Sahada Ersel vardı, maç içinde çıkan kolunu kendisi takardı. Halûk vardı, penaltı demek Halûk demekti, nasıl olsa gol olacaktı. Orhan vardı, orta sahanın vazgeçilmez ismiydi. Vahit vardı, Vahit varsa güven vardı. Ve sahada Mesut vardı, Mesut Şen…
Mesut demek her şey demekti. Futbol estetiği demekti, varyata demekti, rakibi futbol oynamaktan, bilhassa Mesut’un karşısında oynamaktan illallah ettirmek demekti. Fakat tribünler için bir karnaval demekti, futbolu eğlenceye, gösteriye ve hatta festivale dönüştürmek demekti…
O yıllarda şehir iç göçün istilâsına sanayiin işgâline uğramamıştı henüz. Evimizden biraz aşağıya indik mi tarlalar vardı, bahçeler vardı, dutluklar, şeftali bahçeleri, cevizlikler, ıhlamurluklar vardı, bahçelerin ortasında havuzlar vardı...
O yıllarda her mahallenin bir toprak sahası vardı. Tâlimhânede, Sırameşeler’de, Balıklı’da ve herde… Oralarda “altıda kaleler, on ikide oyun” maçlar yapılırdı. O maçların en harâretli tartışması ve bâzen de kavgaları “topun taş üstünden mi yoksa içeriden” mi gittiğiydi…
O yılların çocukları o maçlara çıkarken kimi Ersel olurdu, kimi Halûk, kimi Orhan… Tabii ki takımın en acar ve sert delikanlısı Vahit olurdu. Ve en “varyatacı”mız Mesut Şen olurdu muhakkak.

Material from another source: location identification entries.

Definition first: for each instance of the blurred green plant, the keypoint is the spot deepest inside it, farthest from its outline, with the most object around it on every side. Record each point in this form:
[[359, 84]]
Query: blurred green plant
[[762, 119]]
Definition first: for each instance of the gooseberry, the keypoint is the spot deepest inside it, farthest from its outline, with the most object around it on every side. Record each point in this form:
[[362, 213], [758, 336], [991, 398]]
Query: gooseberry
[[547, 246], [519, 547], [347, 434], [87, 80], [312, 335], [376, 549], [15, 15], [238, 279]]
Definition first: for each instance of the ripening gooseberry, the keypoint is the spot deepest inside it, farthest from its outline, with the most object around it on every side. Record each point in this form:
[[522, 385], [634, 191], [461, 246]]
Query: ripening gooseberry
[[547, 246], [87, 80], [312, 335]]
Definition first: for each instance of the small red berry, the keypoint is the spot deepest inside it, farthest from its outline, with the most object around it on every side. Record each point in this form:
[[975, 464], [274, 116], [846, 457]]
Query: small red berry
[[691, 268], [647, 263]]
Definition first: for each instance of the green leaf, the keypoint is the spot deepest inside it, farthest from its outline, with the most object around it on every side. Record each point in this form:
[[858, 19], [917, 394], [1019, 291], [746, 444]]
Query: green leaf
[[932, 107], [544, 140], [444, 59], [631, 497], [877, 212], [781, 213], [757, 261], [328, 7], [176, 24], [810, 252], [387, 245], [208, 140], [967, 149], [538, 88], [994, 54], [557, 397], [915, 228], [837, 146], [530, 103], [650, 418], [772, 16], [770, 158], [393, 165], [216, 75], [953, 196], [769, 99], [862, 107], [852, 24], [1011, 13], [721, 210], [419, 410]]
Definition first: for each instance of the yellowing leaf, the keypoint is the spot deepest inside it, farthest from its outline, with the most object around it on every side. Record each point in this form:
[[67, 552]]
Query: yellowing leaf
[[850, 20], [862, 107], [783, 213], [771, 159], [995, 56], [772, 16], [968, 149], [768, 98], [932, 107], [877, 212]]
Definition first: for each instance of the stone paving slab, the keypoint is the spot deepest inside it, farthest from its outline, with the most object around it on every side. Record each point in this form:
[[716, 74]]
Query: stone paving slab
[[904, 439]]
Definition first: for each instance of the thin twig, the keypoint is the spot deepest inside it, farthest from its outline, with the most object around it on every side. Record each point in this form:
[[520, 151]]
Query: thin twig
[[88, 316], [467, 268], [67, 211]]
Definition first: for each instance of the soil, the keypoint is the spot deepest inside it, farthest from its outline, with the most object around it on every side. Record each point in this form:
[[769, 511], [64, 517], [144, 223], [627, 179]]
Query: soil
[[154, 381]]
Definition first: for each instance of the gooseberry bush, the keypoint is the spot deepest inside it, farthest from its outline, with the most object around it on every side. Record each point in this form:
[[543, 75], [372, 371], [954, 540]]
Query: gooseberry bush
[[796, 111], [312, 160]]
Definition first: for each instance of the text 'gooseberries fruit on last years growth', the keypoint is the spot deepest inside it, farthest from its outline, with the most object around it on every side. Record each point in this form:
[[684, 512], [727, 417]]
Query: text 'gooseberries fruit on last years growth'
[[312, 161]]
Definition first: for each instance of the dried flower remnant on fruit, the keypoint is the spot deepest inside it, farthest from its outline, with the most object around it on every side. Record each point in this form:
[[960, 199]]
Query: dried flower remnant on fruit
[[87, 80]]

Topu dripling halinde iken başının üzerinden önüne alabilmek şarttı bunun için ve mahallenin veletleri telef olurdu bu hareketi yapabilmek için, futbol rüşdü böyle ispatlanıyordu o yıllarda Bursa’da ve varyatasız bir futbol çekilmez bir şeydi…
Evet.. Bir 1. Lig şampiyonluğu yaşamadık biz. Şampiyonluk turu atamadık Bursa olarak. Bayraklarla donatamadık şehrimizi, şampiyonluk şarkıları söyleyemedik… O skalaya adımızı yazdıramadık… Ama Bursasporumuzu hep çok sevdik...
Bursa klasik anlamda hiç hemşehricilik yapmadı. Gittikleri şehirlerde hemşehri dernekleri kurmadı Bursalılar. Bursa adına tek sevgisi, tek hemşehriciliği Bursasporlu olmakla sınırlı kaldı Bursalıların... Çünkü kadîm bir şehirdi, sosyolojik anlamda şehirliydi Bursalılar. Şehirli kültürünün tüm kültürel özelliklerini kişiliklerinde taşırlardı…
Türkiye futbol liginde var olduğu günden bu yana hep şehirli gibi yaşadı. Bursa’nın Türkiye içindeki kapladığı ekonomik, sosyal, kültürel anlamının hep gerisinde kaldı futbol başarıları. Ama hep temiz bir takım olarak kapattı sezonları…
Şimdi, Ahmet Hamdi Tanpınar’ın “Beş şehri”nden birisi olarak:
“Bursa’da zaman şampiyonluk için akıyor…”…
Yüzdü yüzdü kuyruğuna geldi Bursaspor...
Alnının akıyla, alnının teriyle, bileğinin hakkıyla ve tertemiz,.
Arkasında, ne futbolun “bir endüstri” olduğunu yazan ve bunun içine de “futbol yalnızca futbol değildir” başlığı altında pek çok futbol hârici unsuru meşrû bir argüman gibi dâhil eden profesyonel futbol modernitesinin güçleri var, ne reklâm pastalarının iştahını kabartan baskı grupları, ne bürokratik hemşehriciliğin görünmez elleri, ne de bir takım yer altı güçlerinin rakip futbolcular üzerindeki “geri çevrilemez rica(!)ları”…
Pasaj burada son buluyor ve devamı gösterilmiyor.